In the city of Adigrat in Northern Ethiopia, a woman by the name Zefer Sultan is having her hair braided. She is preparing for the baptism of her firstborn near the border. At the corner is the TV playing their wedding video from the previous year. This video is what keeps them entertained.
“We celebrated our wedding almost the same time when the border was opened. This was a double celebration,” she explains.
Late 2018 was a delight for most of the people living near the Ethiopia-Eritrea border. A peace deal between the two countries that were at war was signed. Movement across the border was permitted after twenty years of mistrust. Families that were separated for a long time were reunified. Events such as weddings were a medium to bring friends and relatives together.
This time she hopes her son’s baptism will bring relatives from both Ethiopia and Eritrea together. The ceremony is taking place in Zalambessa. This is where Zefer’s family and the husband come from. Zalambessa is located on the Ethiopian part of the border. During the 1998-2000 warfare, borders were closed and heavily militarized. The countries suffered economic stagnation.

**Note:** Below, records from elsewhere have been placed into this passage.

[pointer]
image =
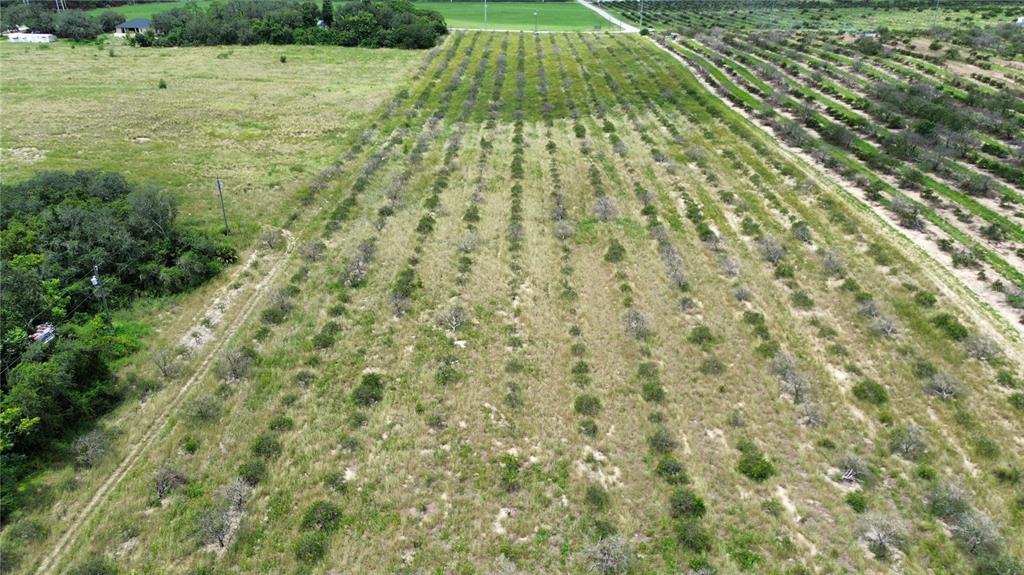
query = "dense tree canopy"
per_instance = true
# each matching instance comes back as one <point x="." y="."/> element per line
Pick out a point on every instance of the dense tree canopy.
<point x="54" y="229"/>
<point x="365" y="23"/>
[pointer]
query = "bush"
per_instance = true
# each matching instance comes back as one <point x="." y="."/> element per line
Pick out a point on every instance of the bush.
<point x="753" y="462"/>
<point x="588" y="405"/>
<point x="310" y="547"/>
<point x="870" y="391"/>
<point x="857" y="501"/>
<point x="168" y="480"/>
<point x="596" y="497"/>
<point x="322" y="516"/>
<point x="370" y="390"/>
<point x="684" y="503"/>
<point x="947" y="500"/>
<point x="949" y="325"/>
<point x="91" y="447"/>
<point x="884" y="534"/>
<point x="615" y="252"/>
<point x="609" y="556"/>
<point x="253" y="472"/>
<point x="672" y="471"/>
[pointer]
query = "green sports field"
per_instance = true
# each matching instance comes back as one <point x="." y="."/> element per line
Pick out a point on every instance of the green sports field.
<point x="560" y="16"/>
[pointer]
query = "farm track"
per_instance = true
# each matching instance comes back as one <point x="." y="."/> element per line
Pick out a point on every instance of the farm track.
<point x="53" y="559"/>
<point x="997" y="317"/>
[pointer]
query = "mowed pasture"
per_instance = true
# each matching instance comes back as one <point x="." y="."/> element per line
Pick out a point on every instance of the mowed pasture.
<point x="236" y="113"/>
<point x="560" y="303"/>
<point x="560" y="16"/>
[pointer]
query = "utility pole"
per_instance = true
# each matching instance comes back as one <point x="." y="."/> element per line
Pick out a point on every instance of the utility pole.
<point x="220" y="191"/>
<point x="98" y="293"/>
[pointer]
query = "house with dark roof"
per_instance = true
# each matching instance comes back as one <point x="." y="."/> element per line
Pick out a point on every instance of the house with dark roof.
<point x="134" y="26"/>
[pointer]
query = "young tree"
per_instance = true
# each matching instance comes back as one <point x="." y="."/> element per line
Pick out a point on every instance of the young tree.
<point x="327" y="13"/>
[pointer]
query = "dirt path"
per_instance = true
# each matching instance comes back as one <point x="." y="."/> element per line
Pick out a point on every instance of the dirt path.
<point x="604" y="14"/>
<point x="972" y="296"/>
<point x="77" y="520"/>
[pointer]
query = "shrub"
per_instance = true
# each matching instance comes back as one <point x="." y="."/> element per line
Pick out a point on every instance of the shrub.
<point x="588" y="428"/>
<point x="672" y="471"/>
<point x="588" y="405"/>
<point x="636" y="324"/>
<point x="753" y="462"/>
<point x="265" y="446"/>
<point x="609" y="556"/>
<point x="870" y="391"/>
<point x="943" y="387"/>
<point x="322" y="516"/>
<point x="310" y="547"/>
<point x="615" y="252"/>
<point x="684" y="503"/>
<point x="857" y="501"/>
<point x="167" y="480"/>
<point x="596" y="497"/>
<point x="91" y="447"/>
<point x="370" y="390"/>
<point x="662" y="440"/>
<point x="253" y="472"/>
<point x="1017" y="401"/>
<point x="281" y="423"/>
<point x="884" y="534"/>
<point x="853" y="469"/>
<point x="949" y="325"/>
<point x="977" y="534"/>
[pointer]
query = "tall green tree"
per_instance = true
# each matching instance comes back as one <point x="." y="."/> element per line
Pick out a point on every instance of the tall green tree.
<point x="327" y="13"/>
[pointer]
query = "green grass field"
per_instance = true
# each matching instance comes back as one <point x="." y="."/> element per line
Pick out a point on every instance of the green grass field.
<point x="231" y="112"/>
<point x="561" y="301"/>
<point x="561" y="16"/>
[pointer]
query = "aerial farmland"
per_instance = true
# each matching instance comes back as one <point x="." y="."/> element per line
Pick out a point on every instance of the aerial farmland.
<point x="688" y="286"/>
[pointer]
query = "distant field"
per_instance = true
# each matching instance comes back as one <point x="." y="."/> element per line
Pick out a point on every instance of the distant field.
<point x="674" y="15"/>
<point x="232" y="112"/>
<point x="562" y="16"/>
<point x="147" y="10"/>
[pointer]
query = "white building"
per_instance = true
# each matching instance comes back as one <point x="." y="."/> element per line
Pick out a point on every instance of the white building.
<point x="31" y="38"/>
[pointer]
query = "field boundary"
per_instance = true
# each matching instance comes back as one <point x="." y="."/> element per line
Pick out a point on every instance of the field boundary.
<point x="159" y="422"/>
<point x="626" y="28"/>
<point x="989" y="317"/>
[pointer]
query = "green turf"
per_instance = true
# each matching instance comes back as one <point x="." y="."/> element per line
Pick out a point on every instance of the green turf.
<point x="562" y="16"/>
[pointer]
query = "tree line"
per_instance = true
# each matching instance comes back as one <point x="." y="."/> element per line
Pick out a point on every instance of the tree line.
<point x="73" y="25"/>
<point x="387" y="24"/>
<point x="57" y="229"/>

Everyone here narrates a story of separation.
Watching from afar as borders close.
Many people missed important family events like weddings and burials. Some were unable to reach their ailing relatives on the other side. While most were unable to say goodbye to loved ones. Abrahaley Gebremariam had to watch his grandmother’s funeral and remembrance services from afar
It may be easy to assume there might be animosity between Ethiopians and Eritreans. A hundred thousand people were killed during the combat. Others were evacuated from their homes. However, the cultural and social bond has proved to be deeper and persisted in the forced separation that came forth.
“The people were not in conflict; they never betrayed one another. The problem was the leaders.” a resident said.
Borders open – and then close
Zalambessa began going through a change when the borders were reopened in 2018. The movement brought forth booming businesses as travel and trade increased. Local businesses benefitted greatly. However, months after the borders opened, they started closing again. No official explanation was offered at the time, and almost most of the checkpoints remain closed.
Both Ethiopia and Eritrea are trying to resolve the problem, but no official agreement has been reached. However, there have been basic and lasting changes. The checkpoints are now less patrolled compared to before. Therefore, there has been an informal movement on foot for two years. Cars being restricted at the border point forces shoppers to walk across carrying what they are able too by hand. This does not down heart residents because the previous situation was worse. This is no different for health services; residents from Eritrea cross the borders to get health services on foot. Women especially come to Zalambessa Health Centre for contraceptive services. Here they are all given equal treatment regardless of where they are from.
If the Border is closed, we can’t move forward.
Zefer’s son is baptized on a cliff-top church that overlooks the borders of Eritrea and Ethiopia. Relatives from both sides of the borders made it to the baptism. After the ceremony they gather at Zefer’s in-laws at the bottom of the hill. Zefer introduces one cousin in particular. The cousin explains how the peace treaty changed her life. The period before the treaty they had no news of who was dead and who was alive.
The difference is huge. They continue to share their feelings about the unofficial freedom of movement. However, the closure of these checkpoints still affects their lives. Zefer further reveals that there were lesser Eritreans at the baptism than at their wedding. Many decided not to show up because they were not certain whether they would be permitted to cross the border.
“It bothers me that if the checkpoints are closed, we won’t be able to move forward,” she adds.